Positionspapiere Deutschland 03. Mai 2013

Anliegen von AI zur Frühjahrstagung der ständigen Konferenz der Innenminister und -senatoren der Länder vom 22.-24. Mai 2013

Berlin, 25.04.2013

AUFNAHME UND SCHUTZ SYRISCHER FLÜCHTLINGE Amnesty International begrüßt die Entscheidung der Innenminister des Bundes und der Länder, ange-sichts der unverändert dramatischen Lage in Syrien 5.000 syrische Flüchtlinge aus der Region in Deutschland aufzunehmen. Dies bedeutet für die Betroffenen eine sehr konkrete humanitäre Hilfsmaß-nahme und stellt für die Nachbarstaaten Syriens ein Zeichen internationaler Solidarität dar. Gemeinsam mit Ihnen werden wir dafür werben, dass weitere EU-Mitgliedstaaten solche Aufnahmen beschließen. Bei der Auswahl der Flüchtlinge kommt es jetzt darauf an, dass diese diskriminierungsfrei erfolgt und allein die besondere Schutzbedürftigkeit im Vordergrund steht.

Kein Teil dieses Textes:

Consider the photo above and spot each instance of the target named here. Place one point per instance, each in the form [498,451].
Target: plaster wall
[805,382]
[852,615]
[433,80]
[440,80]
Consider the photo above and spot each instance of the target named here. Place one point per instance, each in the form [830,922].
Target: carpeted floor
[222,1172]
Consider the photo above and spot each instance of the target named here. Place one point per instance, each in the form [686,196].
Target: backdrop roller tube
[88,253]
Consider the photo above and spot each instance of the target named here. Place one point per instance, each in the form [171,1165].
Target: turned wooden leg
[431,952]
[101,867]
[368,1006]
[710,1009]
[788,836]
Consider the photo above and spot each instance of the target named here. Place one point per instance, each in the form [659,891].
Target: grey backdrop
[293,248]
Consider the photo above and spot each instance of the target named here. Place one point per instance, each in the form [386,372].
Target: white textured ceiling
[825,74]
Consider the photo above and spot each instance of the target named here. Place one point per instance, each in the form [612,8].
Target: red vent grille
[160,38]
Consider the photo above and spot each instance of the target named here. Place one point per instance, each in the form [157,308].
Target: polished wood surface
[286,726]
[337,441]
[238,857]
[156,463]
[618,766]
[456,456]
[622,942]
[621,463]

Viele der hier lebenden Syrerinnen und Syrer bieten ihren Verwandten Hilfe an und sind bereit, sie bei sich aufzunehmen. Allerdings ist es für sie derzeit so gut wie unmöglich, Angehörige zu sich zu holen. Denn die meisten syrischen Flüchtlinge erhalten in der Regel kein Visum und scheitern an den hohen gesetzlichen Vorgaben des Familiennachzugs – selbst wenn sie bei ihren Verwandten in Deutschland unterkommen könnten. Angesichts der dramatischen Flüchtlingskrise in Syrien bitten wir die Innenministerkonferenz deshalb neben der geplanten Aufnahme der 5.000 Personen darum, zügig und unbürokratisch den Nachzug syrischer Flüchtlinge zu ihren hier lebenden Verwandten zu ermöglichen.

Bereits Anfang Dezember 2012 appellierte der UNHCR-Vertreter von Deutschland und Österreich an die Innenminister von Bund und Ländern, syrischen Flüchtlingen in Deutschland den Nachzug von Familienangehörigen aus der Region zu erleichtern. Aus humanitärer Sicht ist es dringend erforderlich, Angehörigen von syrischen Flüchtlingen einen sicheren alternativen Zugang nach Deutschland zu er-möglichen. Hierzu sieht das deutsche Aufenthaltsrecht auch Möglichkeiten vor. So kann ein Nachzug von Syrern zu ihren Verwandten in Deutschland beispielsweise auf derselben Rechtsgrundlage erfolgen, wie seinerzeit die Aufnahme irakischer Flüchtlinge aus Syrien und Jordanien in den Jahren 2009 und 2010 oder die organisierte Übernahme afrikanischer und irakischer Flüchtlinge im Jahr 2012.

Der Abschiebungsstopp nach Syrien ist im vergangenen Monat durch einen Umlaufbeschluss der In-nenministerkonferenz um ein weiteres halbes Jahr verlängert worden. Amnesty International bedauert, dass die hiervon Betroffenen noch immer lediglich geduldet werden. Deshalb bitten wir den Bundesin-nenminister sowie die Innensenatoren und -minister der Länder erneut, den Betroffenen endlich einen rechtmäßigen Aufenthalt zu erteilen.

UMFASSENDER FLÜCHTLINGSSCHUTZ IM RESETTLEMENT-PROGRAMM Amnesty International hat die Beteiligung Deutschlands am Resettlement-Programm des UNHCR von Anfang an begrüßt. Auf diese Weise wurde im Jahr 2012 insgesamt 300 besonders schutzbedürftigen Flüchtlingen eine dauerhafte Zukunftsperspektive in Deutschland gewährt. Weltweit benötigte der UNHCR allein im Jahr 2012 Aufnahmeplätze für 172.000 Flüchtlinge. Amnesty International fordert die Innenminister und -senatoren angesichts des dringenden Bedarfs dazu auf, das Programm über 2014 hinaus zu verlängern und das Kontingent von 300 Flüchtlingen pro Jahr deutlich zu erhöhen.